E’ “il colpo di fulmine dei romanzi dell’Ottocento” racconterà poi Joyce, ma passeranno alcuni anni perché si ritrovino nel 1938  dopo intense vicende personali e politiche, tra cui un matrimonio di Joyce in seguito annullato. Da allora comincerà la loro lotta antifascista e antinazista insieme, in piena consonanza, inoltre come coppia riuscivano a insospettire meno la polizia. Joyce e Emilio vivranno in clandestinità, assumeranno diverse identità, attraverseranno frontiere, muovendosi tra la Francia e la Svizzera, risiederanno un periodo in Portogallo, paese neutrale, parteciperanno a importanti missioni in Inghilterra ed Emilio si recherà per due mesi negli Usa per un suo piano di insurrezione in Italia a partire dalla Sardegna. Il piano è preso in considerazione da inglesi e americani, ma poi non se ne farà nulla. Intanto riusciranno a organizzare l’espatrio clandestino di ebrei e di tanti compagni perseguitati e in pericolo; Joyce si specializzerà nella produzione di documenti falsi, tecnica appresa da un compagno di GL ,  pittore – decoratore che stava per lasciare la Francia dopo essere evaso due volte dal carcere. Con questi documenti salverà la vita a molte persone e anche al vecchio leader socialista Emanuele Modigliani e alla moglie Vera, che troveranno la salvezza in Svizzera grazie allo straordinario coraggio di Joyce, che non potrà però sottrarsi all’arresto dei gendarmi francesi.

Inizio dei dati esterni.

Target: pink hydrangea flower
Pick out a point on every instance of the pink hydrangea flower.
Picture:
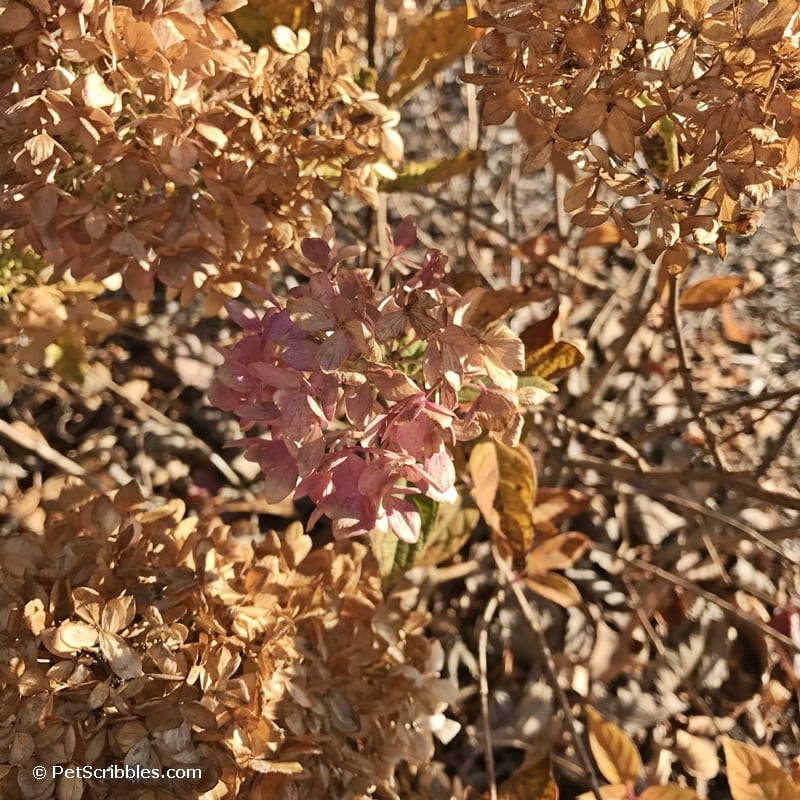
(358, 391)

Dopo dieci giorni di carcere  viene rilasciata grazie alla liberalità del prefetto di Grenoble che crede alla sua storia di giovane patriota francese che ha messo in salvo  i vecchi zii ebrei facendoli espatriare in Svizzera. Emilio aveva nel frattempo già messo a punto con i compagni un piano di evasione per Joyce. Dopo la caduta di Mussolini nell’estate del’43 riusciranno a tornare clandestinamente e sotto falsa identità in Italia, partecipando attivamente alla Resistenza. Emilio continuerà il suo lavoro di tessitura politica con gli altri partiti e il CLN per preparare l’insurrezione e tenere aperta la strada alla costituzione della repubblica; Joyce compirà azioni pericolose di collegamento come attraversare con mezzi di fortuna e per lo più a piedi l’Italia occupata dai tedeschi e raggiungere il Sud liberato e ritorno, per concordare con gli americani lanci di armi  da paracadutare nei pressi di Bracciano. Ballestra sottolinea la circostanza fortunata per cui   questi straordinari combattenti sono anche due valenti scrittori, così che noi oggi possiamo leggere le loro preziose testimonianze. Per conoscere la loro partecipazione alla Resistenza intesa in una dimensione internazionale, come la  concepivano loro, Ballestra fa riferimento a due testi che sembrano dialogare tra loro: “Fronti e frontiere” di Joyce e “Diplomazia clandestina” di Emilio. “Lì, Joyce ha messo tutto. Se ogni tanto, nei suoi scritti, Emilio taglia corto sulla componente avventurosa e sembra dedicarsi di più a tratteggiare la situazione storica e spiega in dettaglio il lavoro politico, Joyce si sofferma nelle descrizioni, nell’osservazione delle persone, nella rievocazione di tutte le dimensioni delle vicende della sua lotta di liberazione …  Entrambi ripercorrono le vicende degli anni della resistenza che li hanno visti lavorare fianco a fianco con ruoli ora simili  ora profondamente diversi, ma sempre protagonisti della storia ”. Nei mesi febbrili che precedono la Liberazione  Emilio segue il suo percorso che lo porterà a riprendere la carriera politica nelle istituzioni da ricostruire; Joyce comincia a interessarsi anche alla questione femminile. Aderisce all’UDI (Unione donne italiane) costituitasi come Comitato provvisorio a Roma nel ’44 e ufficialmente nel ’45 a Firenze, con organo di stampa lo storico periodico “Noi donne”.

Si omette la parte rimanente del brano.